Temps de lecture : 2 mn 🕗
ABIDJAN (Cote d’Ivoire) – African basketball has been experiencing so many positive changes in recent times, and the year 2021 will enter the history books as the moment when women made their presence felt tremendously in the game on the continent.
From taking top basketball operation jobs, head coaching roles, to refereeing at top level and success on the basketball court, women played huge roles in the progression of African basketball over the past twelve months.
NBA Africa today named Gbemisola Abudu as Vice President & Country Head of Nigeria, where the league will open its third office on the continent in early 2022.
Link: https://t.co/XmgUxSzrrW #NBAAfrica pic.twitter.com/oRL5GMW30Y
— NBA Africa (@NBA_Africa) December 14, 2021
And here’s a look back at their contribution to the game in Africa in 2021.

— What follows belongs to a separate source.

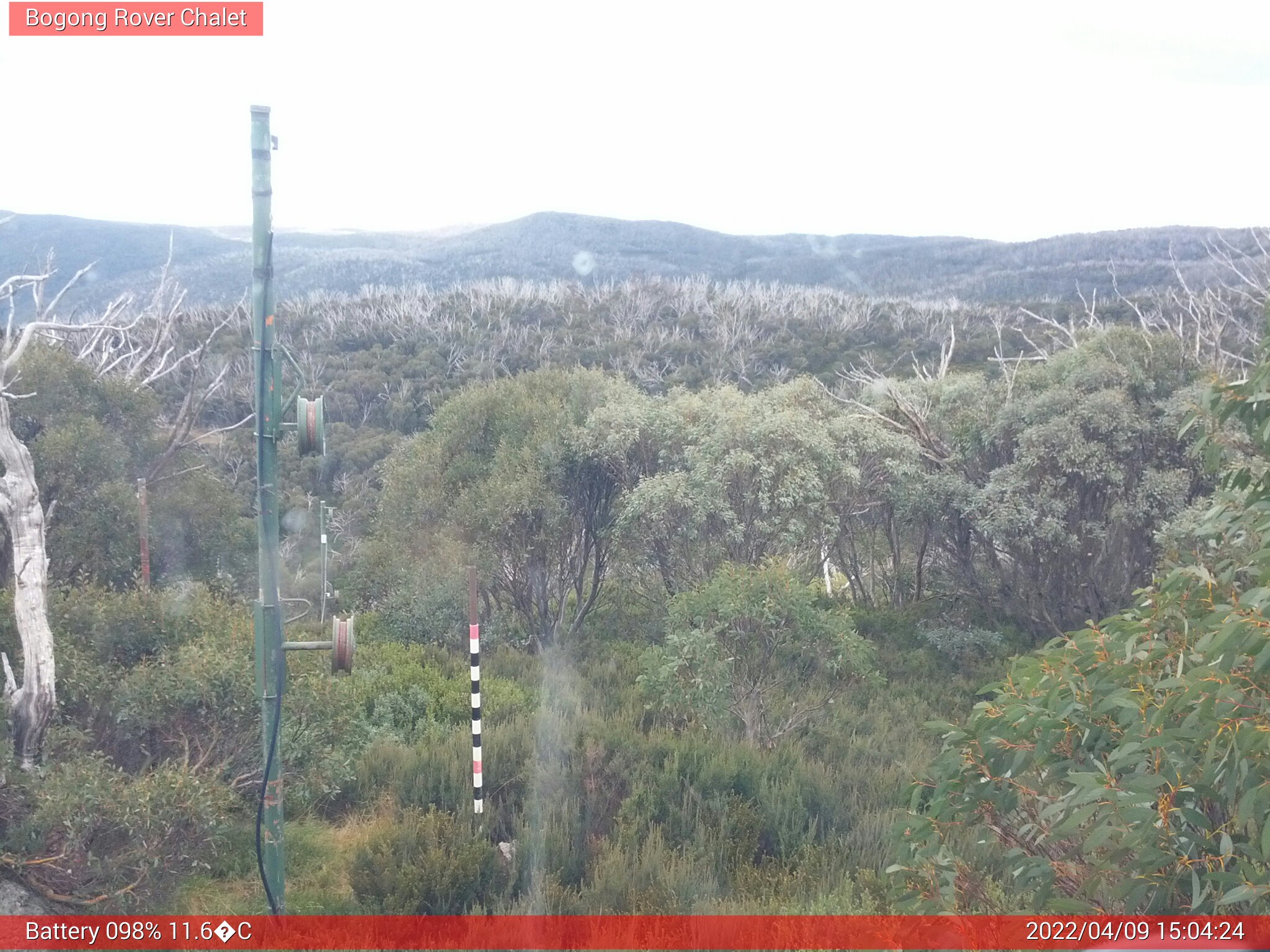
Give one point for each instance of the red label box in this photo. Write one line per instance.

Although Nigeria had a disappointing Tokyo 2020 campaign, the D’Tigress became the first team to win three straight Women’s AfroBasket in the last three decades, a feat only achieved by Senegal in 1970s.
The Nigerians haven’t lost an official game on the continent since the Women’s AfroBasket 2015 Semi-Finals when lost to host Cameroon. Since then, the best team on the continent went to establish an 18-0 winning streak record.
Joining Nigeria’s rise on the basketball court were Mali.
Mali not only became the first African team to reach the knock-out stages at the FIBA U19 Women’s Basketball Cup in early August in Hungary, but they also went on to reach the Semi-Finals, a fact that, somehow, echoed their men counterpart who reached the U19 Basketball World Cup two years previously.
And much of Mali’s success was owed to the exceptional Sika Kone. The 19-year-old, who was named to the to All-Tournament team, was a handful for every opposing defense and finished as the tournament’s leading scorer and rebounder with an eye-popping 19.7 points and 14.8 rebounds per game.
With more and more players devoting more time to the game at different capacities, a handful of former players took a central stage at Women’s AfroBasket 2021 in September in Yaounde. They showed that being retired from the game doesn’t necessarily end their connection to the game.
Six-time Women’s AfroBasket participant and two-time MVP Nacissela Mauricio, for instance, served as the team manager of the Angolan national and former Kenya national team captain Silalei Shani became the first former Women’s AfroBasket player to commentate the tournament for FIBA TV.
A remarkable moment came from North Africa when Egypt’s Sara Gamal El-Sharnouby, a former player turned-referee, became the first Arab and African to officiate in the 3X3 Women’s Olympics at Tokyo 2020.
One of the biggest storylines in African basketball this year was written by Australian Liz Mills, who became the first woman to coach a men’s team at Africa’s premier basketball tournament, the AfroBasket.
C, a former Zambia and Cameroon assistant coach, took the reins of Kenya in the second round of the 2021 AfroBasket Qualifiers, before helping Team Morans at the 16-nation tournament in Kigali, Rwanda.
Off the court, the NBA Africa named Gbemisola Abudu as Vice President & Country Head of Nigeria, where the league will open its third office on the continent in early 2022.
According to the NBA, “Abudu, an accomplished entrepreneur, business leader, luxury marketing expert and social activist with 17 years of experience developing businesses, brands and human capital in Nigeria, the Middle East and the U.S., will lead NBA Africa’s new office in Lagos and report to NBA Africa CEO Victor Williams.”